Мы болтаемся на якоре против «Хачиджио» целые сутки. К Ога-Са-Вара можно подойти только днем, так как эти острова окружены безмерными рифами и капитан предпочитает, стоя на якоре здесь, выждать удобное время отхода.
Стол на пароходе японский – чашечки, палочки, кусочки осьминога и тому подобные для русского неожиданности; пароход старый, облезлый, всюду виден груз, состоящий из керосина, сложенный в ящиках на палубе; пассажиры курят папиросы; пароходу тридцать лет и он, очевидно принадлежит к морским чудакам, которым везет в их скромной судьбе освещение на пароходе – керосиновое: в нашей знаменитой кают-компании, где пустые бутылки катаются из угла в утл, сквозняком через каждые полчаса, задувает коптящую лампу… А особенно интересная лампа висит на палубе против входа кухни: эта керосиновая коптилка прикреплена к балке порыжевшею от времени тоненькой бечёвочкой; качка старого кузова судна и океанский ветер раскачивают эту лампочку и какими судьбами держится она одному только Богу моря известно.
Лежа на своей койке, слушая грохот воды, работу винта, ежеминутно вылетающего из воды, свист и завывание ветра в снастях, я всегда думаю об этом легкомысленной лампе, не мыслимой ни у немцев, ни даже, у русского.
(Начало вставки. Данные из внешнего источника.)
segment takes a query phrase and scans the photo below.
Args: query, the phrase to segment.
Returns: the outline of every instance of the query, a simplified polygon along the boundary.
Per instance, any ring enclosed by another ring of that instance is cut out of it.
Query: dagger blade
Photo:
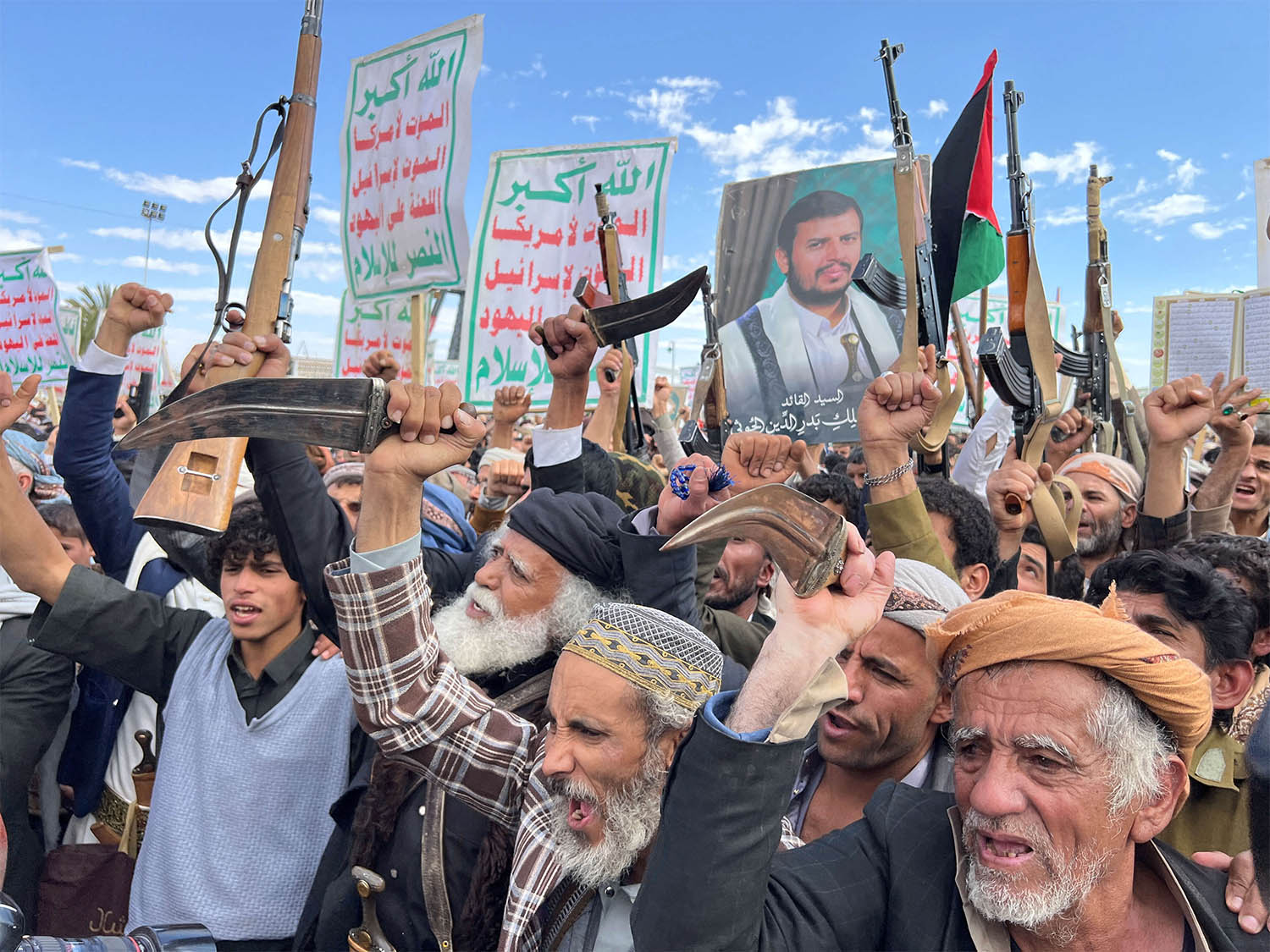
[[[381,380],[300,377],[220,383],[160,407],[135,426],[121,449],[204,437],[263,437],[368,453],[398,425],[387,419]]]

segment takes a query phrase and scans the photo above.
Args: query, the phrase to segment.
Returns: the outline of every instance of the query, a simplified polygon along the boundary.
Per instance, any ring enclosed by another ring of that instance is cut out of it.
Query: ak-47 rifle
[[[269,193],[269,208],[265,212],[260,250],[257,253],[255,267],[251,270],[246,306],[243,307],[246,316],[243,324],[235,329],[250,336],[276,333],[283,341],[291,339],[291,278],[296,259],[300,258],[300,244],[304,239],[305,226],[309,222],[309,168],[312,157],[314,118],[318,110],[321,9],[323,0],[305,0],[291,96],[271,104],[260,114],[257,121],[255,140],[251,143],[251,155],[243,162],[243,173],[237,176],[235,192],[216,212],[212,212],[212,218],[215,218],[221,208],[237,198],[237,218],[224,264],[220,253],[212,244],[212,221],[207,222],[204,235],[220,272],[213,336],[225,321],[231,306],[227,300],[230,281],[232,279],[234,256],[248,194],[259,180],[269,159],[277,152],[278,165]],[[260,126],[269,112],[277,112],[282,118],[269,154],[253,171],[251,160],[259,145]],[[241,307],[240,305],[234,306]],[[251,362],[245,366],[213,367],[207,372],[208,386],[239,377],[254,377],[263,362],[263,355],[257,353],[253,354]],[[170,400],[179,399],[184,393],[189,377],[196,372],[197,364],[190,368],[187,380],[178,385],[173,396],[169,397]],[[224,532],[229,524],[234,495],[237,493],[237,475],[245,452],[245,437],[178,443],[168,454],[154,482],[150,484],[150,489],[137,505],[137,522],[146,526],[185,528],[203,533]]]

Лампе, привязанной тоненькою ржавою веревочкой. Переезд сопровождался развлечениями, которые могут быть легко перечислены: упорнейшей морской болезнью: одна японка развлекалась ею все четверо суток, откуда только она брала необходимую энергию!!.. Битьем посуды, когда она летит вместе с шкафом, оторванным от стены чересчур энергичным толчком океана; когда она падает с подноса «бон-сана» или вместе со скатертью со стола, что половой предотвращает тем, что усердно льет на стол, на белую скатёрку желтый чай. К серии развлечений относятся: три раза подаваемый «Гохан» (варенный рис) японской еды, в которой отсутствуют: мясо, сахар, масло и хлеб; невинные удовольствия: наблюдать, как повар чистит на палубе около кухни спрута, смотреть на двух путешествующих коров, страдающих от качки, не далеко от третьего класса; пассажиры, команда и особенно мытье палубы по утрам, когда старый боцман, взяв руки шланг сопутствуем армией молодых матросов с бронзовыми икрами; одни перерезанным кокосовым орехом трут палубу, другие несут рукав, полный пенящейся воды; но, конечно, главное удовольствие: смотреть пульс океана, он то успокаивается, то часами начинает крепчать… Иногда швыряет так, что соломенное кресло, если сидишь боком, опрокидывается и пассажир рискует разбить нос, все же, к чести «Хиго-Мару», надо сказать, что раз начавши качаться, он берет это в привычку и мотается при всякой погоде. А что, действительно, является радостным удовольствием следить, как с каждым часом воздух становится все нежнее, а солнце – ласковее и, как, докатившись, даже Японии, до зимы, мы за эти три дня, сказочно быстро проходим: теплую осень и возвращаемся к милому славному лету!!! Ну, конечно, это лето!.. Выйдите на палубу, лягте в соломенную качалку… разве, глядя на жемчужное облачко, не закрывающее горячее солнце, на эти бирюзовые волны, на пассажиров, из которых некоторые ходят в ночных белых кимоно, можно подумать, поверить, что скоро Рождество и, что во Владивостоке сейчас ледяной ветер и на улицах кучи снега!!